= John Audette =

John Audette (born May 1952) is an American medical sociologist and co-founder of the International Association for Near-Death Studies (IANDS). In 1981, together with medical researchers Bruce Greyson, Kenneth Ring, and Michael Sabom, he participated in officially establishing the nonprofit organization initially named the Association for the Scientific Study of Near-Death Experiences, later known as IANDS.

== Birth of IANDS ==
In November 1977, Audette organized the first informal meeting of researchers at the University of Virginia, aiming to collaborate with Raymond Moody in the emerging field of near-death studies.
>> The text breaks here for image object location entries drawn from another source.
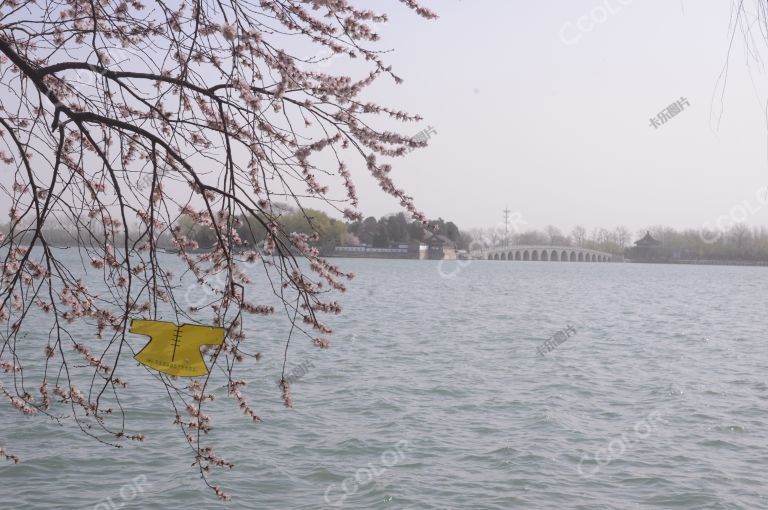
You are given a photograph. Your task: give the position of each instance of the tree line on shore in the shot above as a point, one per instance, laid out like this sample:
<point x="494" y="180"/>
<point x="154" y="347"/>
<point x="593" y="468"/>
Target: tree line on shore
<point x="739" y="243"/>
<point x="387" y="231"/>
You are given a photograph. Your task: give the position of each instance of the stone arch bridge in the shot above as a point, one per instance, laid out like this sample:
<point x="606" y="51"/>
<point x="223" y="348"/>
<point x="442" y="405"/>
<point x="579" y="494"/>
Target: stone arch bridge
<point x="543" y="253"/>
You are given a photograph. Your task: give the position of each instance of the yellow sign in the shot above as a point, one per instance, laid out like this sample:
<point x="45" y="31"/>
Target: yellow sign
<point x="173" y="349"/>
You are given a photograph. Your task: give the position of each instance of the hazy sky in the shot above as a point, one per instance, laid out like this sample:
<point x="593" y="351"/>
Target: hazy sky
<point x="554" y="123"/>
<point x="544" y="107"/>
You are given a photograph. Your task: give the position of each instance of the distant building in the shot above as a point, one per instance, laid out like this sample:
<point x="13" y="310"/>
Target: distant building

This core group maintained close communication, planning the establishment of an organization dedicated to advancing this research area.

The new association was conceived as a global community comprising scientists, scholars, experiencers, and the general public, focused on exploring the near-death experience phenomenon and its implications through research, education, and support.
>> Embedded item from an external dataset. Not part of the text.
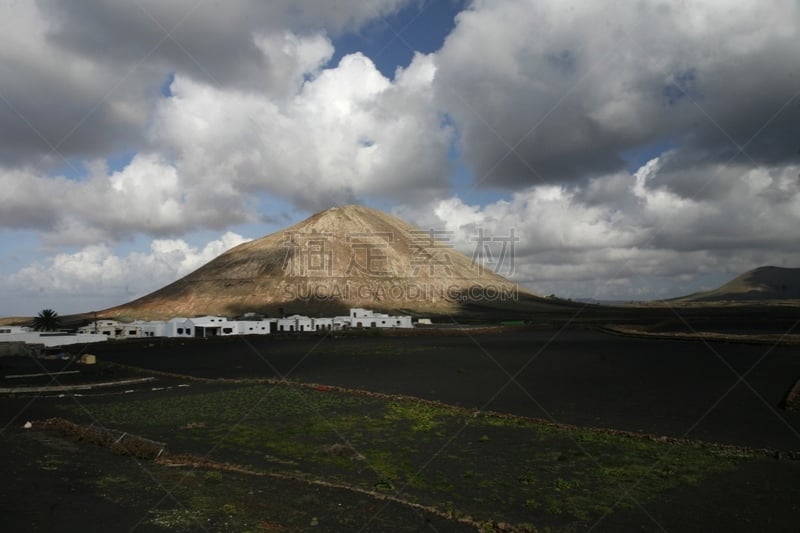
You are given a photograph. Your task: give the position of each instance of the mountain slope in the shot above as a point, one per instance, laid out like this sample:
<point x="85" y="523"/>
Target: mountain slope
<point x="760" y="284"/>
<point x="342" y="257"/>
After serving as director of the Association for the Scientific Study of Near-Death Phenomena, Audette became IANDS' first executive director and treasurer. The organization's initial board included researchers, scholars, experiencers, and interested members of the general public, with headquarters established at the University of Connecticut, Storrs.

In 1982, Audette relocated to West Palm Beach, Florida, to direct the Hospice of Palm Beach County, thus limiting his active involvement with IANDS. Subsequently, he focused his professional career on hospital and hospice administration, as well as physician practice management.

== Later Work and Publications ==
In 2012, Audette co-founded Eternea alongside Apollo 14 astronaut Edgar Mitchell and Harvard neurosurgeon Eben Alexander. Eternea is dedicated to public education and scientific research focused on consciousness and Quantum physics.

Audette has contributed to scholarly works alongside authors such as Ervin László, Deepak Chopra, Jane Goodall, Gary Zukav, Stanislav Grof, Jean Houston, and Larry Dossey.

In 2023, Audette published his first solo book, Loved by the Light.